On Tuesday, the government acknowledged that it was cutting funds to the non-profit, because it was "not in compliance with filing requirements under the Societies Act."
Yukon's Registrar of Societies had ordered an independent investigation into complaints that Many Rivers was not complying with the Act, and according to the government, the Registrar is still reviewing the results of that investigation.
That leaves Many Rivers unfairly in limbo, the society's news release says.
"There is nothing that Many Rivers can do to remedy the situation until the Registrar is satisfied that the matter is at an end," it says.
The society also tries to pressure the original complainants to the Registrar, suggesting they could save jobs by withdrawing their complaints.
"Doing so would put an end to the investigation and avoid the possibility of layoffs and reduced services pending the outcome of the Registrar's investigation," the release says.
Complaints made to Registrar
The complaints against Many Rivers were made to the Registrar of Societies last fall. According to an investigation report done for the Registrar, nine complaints were received, all in October — just before the strike began.
The complaints all focus on the Society's handling of membership applications, and the cancellation of its annual general meeting last summer.

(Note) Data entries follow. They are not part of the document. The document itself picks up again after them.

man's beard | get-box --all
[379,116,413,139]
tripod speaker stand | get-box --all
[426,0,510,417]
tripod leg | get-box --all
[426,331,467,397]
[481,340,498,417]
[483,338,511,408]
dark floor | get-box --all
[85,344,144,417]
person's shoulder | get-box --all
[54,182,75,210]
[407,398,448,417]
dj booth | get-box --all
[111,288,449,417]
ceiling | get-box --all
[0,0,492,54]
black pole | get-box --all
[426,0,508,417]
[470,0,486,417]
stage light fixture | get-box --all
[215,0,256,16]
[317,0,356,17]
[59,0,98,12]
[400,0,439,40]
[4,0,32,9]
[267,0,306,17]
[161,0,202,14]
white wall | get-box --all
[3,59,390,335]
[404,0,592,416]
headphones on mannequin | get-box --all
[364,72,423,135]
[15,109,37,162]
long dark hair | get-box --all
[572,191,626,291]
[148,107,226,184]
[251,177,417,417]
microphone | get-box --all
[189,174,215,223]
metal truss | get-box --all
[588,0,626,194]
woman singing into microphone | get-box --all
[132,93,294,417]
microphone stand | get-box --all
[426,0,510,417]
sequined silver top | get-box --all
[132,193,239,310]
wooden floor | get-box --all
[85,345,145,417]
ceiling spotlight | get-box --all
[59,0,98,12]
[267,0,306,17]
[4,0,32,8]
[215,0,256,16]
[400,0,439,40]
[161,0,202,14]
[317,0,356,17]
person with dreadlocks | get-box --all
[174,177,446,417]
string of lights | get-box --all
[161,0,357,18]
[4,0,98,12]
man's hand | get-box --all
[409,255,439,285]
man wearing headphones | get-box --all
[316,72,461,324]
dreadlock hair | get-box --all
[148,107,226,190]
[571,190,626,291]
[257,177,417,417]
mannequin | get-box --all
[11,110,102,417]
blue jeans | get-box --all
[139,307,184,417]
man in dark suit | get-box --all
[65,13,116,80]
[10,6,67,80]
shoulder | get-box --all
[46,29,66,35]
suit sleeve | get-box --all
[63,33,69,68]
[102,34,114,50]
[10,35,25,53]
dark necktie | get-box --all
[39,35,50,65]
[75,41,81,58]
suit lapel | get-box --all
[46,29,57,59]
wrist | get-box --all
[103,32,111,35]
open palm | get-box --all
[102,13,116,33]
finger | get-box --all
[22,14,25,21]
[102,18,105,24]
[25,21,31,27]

"Compliance by the Society with its bylaws, the Societies Act and the Regulations, is central to these issues, as well as the role of Corporate Affairs in overseeing the Society," says the report by investigator Penelope Gawn.
"At the core of the dispute is the question of who is entitled to be a member of the Society."
It's a real rollercoaster of emotions- YEU president Steve Geick
According to the territorial government, the Registrar is now reviewing the investigation report and asking for any further submissions from the Society or the complainants. They'll be accepted until Mar. 4, and the Registrar will then make a decision about the Society's compliance.
Steve Geick, president of the Yukon Employees' Union, said Wednesday he believed the layoff notices were "premature," since the Registrar's investigation is still ongoing. The first layoffs take effect on Friday, Geick said.
"They're angry," Geick said of the employees who received notices. The union held a meeting with the workers on Tuesday evening.
"It's a real rollercoaster of emotions, for not only our members, but I can't even imagine what it's like for clients that need the services," Geick said.
Geick also walked back comments he made earlier about the Yukon government "stepping in" to take over at Many Rivers.
"It's not like the precedent hasn't been set," Geick had said Tuesday, referring to the government's recent decision to take over management of the Whitehorse homeless shelter from the Salvation Army. "Somebody needs to step in and do this."
On Wednesday, Geick clarified his remarks.
"We're not asking the Yukon government to take over Many Rivers. We would like to see them step in, they need to follow up on this investigation and get the Society back into compliance."